There you have it: a contingency shield that holds for a few days and can pop up for two exchanges after you've suffered a consequence is probably something like a complexity 11 ritual. That's something you might be able to pull off with little notice if you have Legendary Lore, but more likely your Lore is far less and you'll need to do some preparation. If your Lore is 4, that's 7 shifts of complexity you need to cover with preparation—that's something you can probably scrape together with a trip to your local weird-ingredients shop (Make Declaration preparation option, +2 shifts on success), using a relevant aspect on an object of power you've squirreled away and one on yourself relevant to your emotional motives, (Invoke Aspects prep option, +2 shifts × 2), plus taking the time to secure and prepare your ritual space and do the ritual itself (Skip a Scene preparation option, +1 shift).
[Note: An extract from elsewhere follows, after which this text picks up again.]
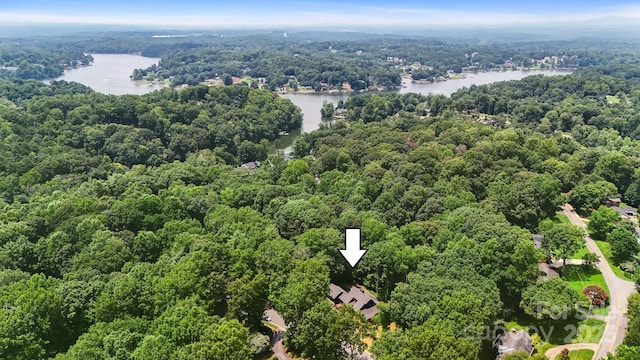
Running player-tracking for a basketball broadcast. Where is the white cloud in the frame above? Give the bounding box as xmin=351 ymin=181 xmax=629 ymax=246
xmin=0 ymin=6 xmax=640 ymax=28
With longer contingency durations or a better shield (or an armour version of the shield, which doubles its base cost), you can see how the complexity could shoot up and require quite a bit more preparation. On the other hand if you're heading out the door and directly into trouble, you can see how you could knock down the length of the contingency and get it down into a ritual that's simple enough to do in a hurry.
You ask about limits. Thaumaturgy doesn't really like limits, and doesn't impose any on you. The real limitations are that you have to actually do the preparation—you can't just ask the GM to let you skip to the end and just have the effect, you have to actually play the preparation (at least as a montage). If you're making a declaration, you have roll for that declaration and risk that e.g. the trip to the magic shop being futile and having to do plan B to build up your shifts of power. If you're invoking aspects, you have to set those up beforehand, conveniently have a perfect aspect already, or recruit the help of someone/thing that does. If you're Accepting or inflicting consequences, that takes time and has, er, consequences.
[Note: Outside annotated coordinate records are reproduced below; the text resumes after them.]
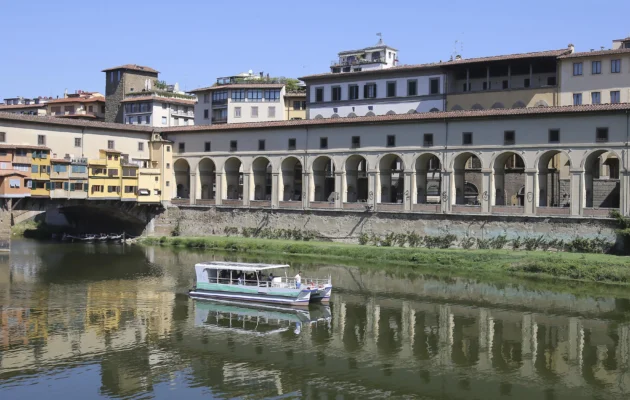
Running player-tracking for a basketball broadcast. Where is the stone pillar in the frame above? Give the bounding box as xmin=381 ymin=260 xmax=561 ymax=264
xmin=523 ymin=168 xmax=538 ymax=215
xmin=214 ymin=172 xmax=226 ymax=206
xmin=271 ymin=172 xmax=280 ymax=208
xmin=569 ymin=169 xmax=586 ymax=216
xmin=243 ymin=172 xmax=254 ymax=206
xmin=188 ymin=172 xmax=199 ymax=204
xmin=479 ymin=168 xmax=493 ymax=213
xmin=403 ymin=171 xmax=413 ymax=211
So you have to choose your prep options, and then detail what exactly they are, and play them out to see what happens. Meanwhile, time is passing and the enemy is still active, and you can be caught up in trouble while you're still preparing. The more complex the ritual, the more ways your preparation can go wrong or be interrupted, the more ways you may need to find worse alternatives to build up the shifts of power necessary.
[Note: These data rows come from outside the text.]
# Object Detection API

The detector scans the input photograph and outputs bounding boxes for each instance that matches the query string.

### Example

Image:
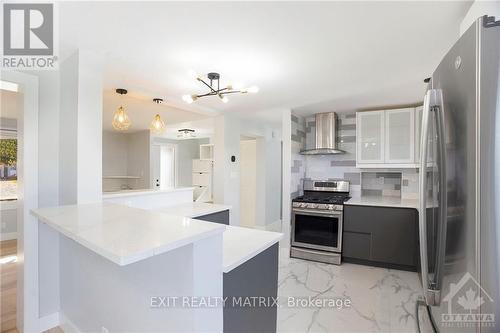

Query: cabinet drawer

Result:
[193,173,210,186]
[342,205,418,270]
[342,231,372,260]
[193,160,212,172]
You can have as many of these contingencies on you as you like, but setting them up takes time, resources, and risk; and the world does not stand still even for wizards. If the demon is going to be summoned tonight and you have lots to do before you're ready to face it, you pretty much have one shot at getting the ritual done, assuming nothing goes wrong first. If you're aiming to set up layers and layers of defences, that simply gives reality more opportunities to mess with and disappoint you. These can be mitigated, but that's where the limitations lie: these things take effort and time.
So don't think in terms of limits—think in terms of interference and Murphy's Law preventing you from "stocking up" on Thaumaturgy-created contingency spells.
If you're still grappling with what Thaumaturgy can do for you and how to pull it off, I highly recommend Rick Neal's article "Thaumaturgy, or How to Break the Rules", the third part in his series on magic in Dresden Files RPG. He's got some very smart insights into the system, derived from extensive play.